LITTLE ROCK– Arkansas Attorney General Leslie Rutledge today welcomed more than 200 participants to the 20th Arkansas Law Enforcement Summit at the Benton Event Center. The annual event offered free training for Arkansas’s law enforcement, prosecutors, educators and school administrators.
“Protecting Arkansas’s young people is the highest priority for my office, law enforcement and educators across the state,” said Attorney General Leslie Rutledge. “This year’s Law Enforcement Summit focused on providing a collaborative space for Arkansas educators and law enforcement to learn about and address school safety.”
Summit participants attended sessions led by Max Schachter, Executive Director of Safe Schools for Alex, as well as Dr. Amy Klinger and Amanda Klinger of the Educators School Safety Network, and Miss Arkansas Ebony Mitchell.Â
About Attorney General Leslie Rutledge
Leslie Carol Rutledge is the 56th Attorney General of Arkansas. Elected on November 4, 2014, and sworn in on January 13, 2015, she is the first woman and first Republican in Arkansas history to be elected as Attorney General. She was resoundingly re-elected on November 6, 2018. Since taking office, she has significantly increased the number of arrests and convictions against online predators who exploit children and con artists who steal taxpayer money through Social Security Disability and Medicaid fraud. Further, she has held Rutledge Roundtable meetings and Mobile Office hours in every county of the State each year, and launched a Military and Veterans Initiative. She has led efforts to roll back government regulations that hurt job creators, fight the opioid epidemic, teach internet safety, combat domestic violence and make the office the top law firm for Arkansans. Rutledge serves on committees for Consumer Protection, Criminal Law and Veterans Affairs for the National Association of Attorneys General.

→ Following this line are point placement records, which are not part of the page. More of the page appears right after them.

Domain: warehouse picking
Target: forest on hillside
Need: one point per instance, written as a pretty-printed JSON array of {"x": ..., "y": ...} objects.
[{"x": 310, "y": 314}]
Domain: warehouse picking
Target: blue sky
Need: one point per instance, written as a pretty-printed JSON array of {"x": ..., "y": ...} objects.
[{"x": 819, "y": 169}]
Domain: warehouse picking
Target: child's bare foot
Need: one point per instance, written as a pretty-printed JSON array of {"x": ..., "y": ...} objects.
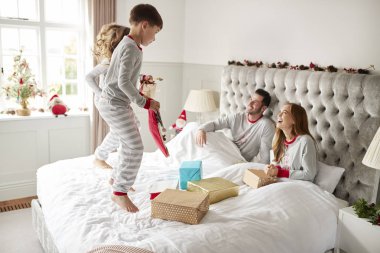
[
  {"x": 102, "y": 164},
  {"x": 111, "y": 181},
  {"x": 125, "y": 203}
]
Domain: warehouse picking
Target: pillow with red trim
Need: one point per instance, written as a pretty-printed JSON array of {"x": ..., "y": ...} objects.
[{"x": 156, "y": 128}]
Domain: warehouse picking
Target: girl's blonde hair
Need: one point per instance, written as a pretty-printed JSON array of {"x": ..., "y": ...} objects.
[
  {"x": 300, "y": 127},
  {"x": 107, "y": 39}
]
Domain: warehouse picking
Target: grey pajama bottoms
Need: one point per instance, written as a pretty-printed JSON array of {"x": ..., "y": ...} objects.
[{"x": 124, "y": 132}]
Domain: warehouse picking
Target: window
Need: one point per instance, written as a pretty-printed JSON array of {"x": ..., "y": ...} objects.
[{"x": 51, "y": 34}]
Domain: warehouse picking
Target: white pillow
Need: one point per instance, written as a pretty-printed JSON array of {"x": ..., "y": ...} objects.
[
  {"x": 328, "y": 176},
  {"x": 219, "y": 152}
]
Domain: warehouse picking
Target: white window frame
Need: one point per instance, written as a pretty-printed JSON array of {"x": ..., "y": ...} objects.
[{"x": 42, "y": 26}]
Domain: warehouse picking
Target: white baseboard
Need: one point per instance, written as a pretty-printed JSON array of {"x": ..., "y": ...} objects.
[{"x": 17, "y": 190}]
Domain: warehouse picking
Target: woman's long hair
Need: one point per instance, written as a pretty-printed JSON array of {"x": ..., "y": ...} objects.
[
  {"x": 107, "y": 40},
  {"x": 300, "y": 127}
]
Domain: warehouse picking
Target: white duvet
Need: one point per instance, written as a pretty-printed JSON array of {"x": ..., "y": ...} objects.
[{"x": 290, "y": 216}]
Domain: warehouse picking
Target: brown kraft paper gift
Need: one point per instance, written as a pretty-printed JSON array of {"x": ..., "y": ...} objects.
[
  {"x": 257, "y": 178},
  {"x": 217, "y": 188},
  {"x": 184, "y": 206}
]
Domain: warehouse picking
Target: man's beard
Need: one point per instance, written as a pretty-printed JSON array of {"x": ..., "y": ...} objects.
[{"x": 254, "y": 112}]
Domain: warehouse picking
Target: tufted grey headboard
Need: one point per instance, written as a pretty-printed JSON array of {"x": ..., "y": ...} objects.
[{"x": 343, "y": 111}]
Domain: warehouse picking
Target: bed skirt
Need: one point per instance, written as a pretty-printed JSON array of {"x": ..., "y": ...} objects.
[{"x": 39, "y": 226}]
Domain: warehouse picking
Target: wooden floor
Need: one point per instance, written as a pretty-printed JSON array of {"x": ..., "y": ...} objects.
[{"x": 14, "y": 204}]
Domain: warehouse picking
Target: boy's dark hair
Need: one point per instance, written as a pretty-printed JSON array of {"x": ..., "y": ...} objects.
[
  {"x": 145, "y": 12},
  {"x": 265, "y": 95}
]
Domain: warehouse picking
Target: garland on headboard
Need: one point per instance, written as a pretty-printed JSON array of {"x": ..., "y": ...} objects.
[{"x": 312, "y": 66}]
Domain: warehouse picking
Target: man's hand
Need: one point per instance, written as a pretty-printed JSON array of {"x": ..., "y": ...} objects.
[
  {"x": 154, "y": 105},
  {"x": 201, "y": 138},
  {"x": 271, "y": 170}
]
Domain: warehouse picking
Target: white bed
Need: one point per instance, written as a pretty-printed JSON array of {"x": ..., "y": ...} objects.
[
  {"x": 292, "y": 216},
  {"x": 75, "y": 214}
]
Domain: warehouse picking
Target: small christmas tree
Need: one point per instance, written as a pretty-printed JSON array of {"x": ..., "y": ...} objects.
[{"x": 21, "y": 83}]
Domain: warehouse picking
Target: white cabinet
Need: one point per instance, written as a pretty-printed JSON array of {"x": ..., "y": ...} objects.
[
  {"x": 356, "y": 235},
  {"x": 27, "y": 143}
]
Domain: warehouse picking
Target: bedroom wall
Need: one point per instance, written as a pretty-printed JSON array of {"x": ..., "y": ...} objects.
[
  {"x": 163, "y": 58},
  {"x": 339, "y": 32},
  {"x": 343, "y": 33},
  {"x": 200, "y": 36}
]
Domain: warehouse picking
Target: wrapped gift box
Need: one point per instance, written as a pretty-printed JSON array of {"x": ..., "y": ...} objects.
[
  {"x": 189, "y": 171},
  {"x": 257, "y": 178},
  {"x": 217, "y": 188},
  {"x": 184, "y": 206},
  {"x": 156, "y": 188}
]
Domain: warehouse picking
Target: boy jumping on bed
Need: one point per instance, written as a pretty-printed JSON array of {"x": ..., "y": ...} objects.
[
  {"x": 118, "y": 93},
  {"x": 252, "y": 133}
]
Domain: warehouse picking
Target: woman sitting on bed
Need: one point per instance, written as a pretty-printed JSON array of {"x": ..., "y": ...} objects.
[{"x": 293, "y": 146}]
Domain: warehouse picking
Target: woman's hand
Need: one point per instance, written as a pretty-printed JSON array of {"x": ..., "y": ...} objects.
[
  {"x": 271, "y": 170},
  {"x": 201, "y": 138},
  {"x": 154, "y": 105}
]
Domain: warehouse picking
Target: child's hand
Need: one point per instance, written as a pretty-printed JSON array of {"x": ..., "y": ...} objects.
[
  {"x": 154, "y": 105},
  {"x": 148, "y": 79},
  {"x": 271, "y": 170}
]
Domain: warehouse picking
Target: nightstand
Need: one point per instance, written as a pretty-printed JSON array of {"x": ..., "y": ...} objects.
[{"x": 356, "y": 235}]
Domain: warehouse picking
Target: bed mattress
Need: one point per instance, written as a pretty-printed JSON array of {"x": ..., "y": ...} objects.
[{"x": 290, "y": 216}]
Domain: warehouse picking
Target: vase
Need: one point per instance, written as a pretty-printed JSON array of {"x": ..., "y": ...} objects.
[{"x": 24, "y": 111}]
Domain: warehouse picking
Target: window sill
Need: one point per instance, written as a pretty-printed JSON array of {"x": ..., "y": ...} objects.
[{"x": 39, "y": 115}]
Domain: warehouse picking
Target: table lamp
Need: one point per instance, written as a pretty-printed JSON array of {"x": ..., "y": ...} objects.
[
  {"x": 372, "y": 159},
  {"x": 200, "y": 101}
]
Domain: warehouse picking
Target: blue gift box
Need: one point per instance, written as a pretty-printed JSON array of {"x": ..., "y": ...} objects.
[{"x": 189, "y": 171}]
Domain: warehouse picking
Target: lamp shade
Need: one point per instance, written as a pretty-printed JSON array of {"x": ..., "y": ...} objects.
[
  {"x": 372, "y": 156},
  {"x": 200, "y": 101}
]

She also served as the former Chairwoman of the Republican Attorneys General Association.
A native of Batesville, she is a graduate of the University of Arkansas at Fayetteville and the University of Arkansas at Little Rock William H. Bowen School of Law. Rutledge clerked for the Arkansas Court of Appeals, was Deputy Counsel for former Governor Mike Huckabee, served as a Deputy Prosecuting Attorney in Lonoke County and was an Attorney at the Department of Human Services before serving as Counsel at the Republican National Committee. Rutledge and her husband, Boyce, have one daughter. The family has a home in Pulaski County and a farm in Crittenden County.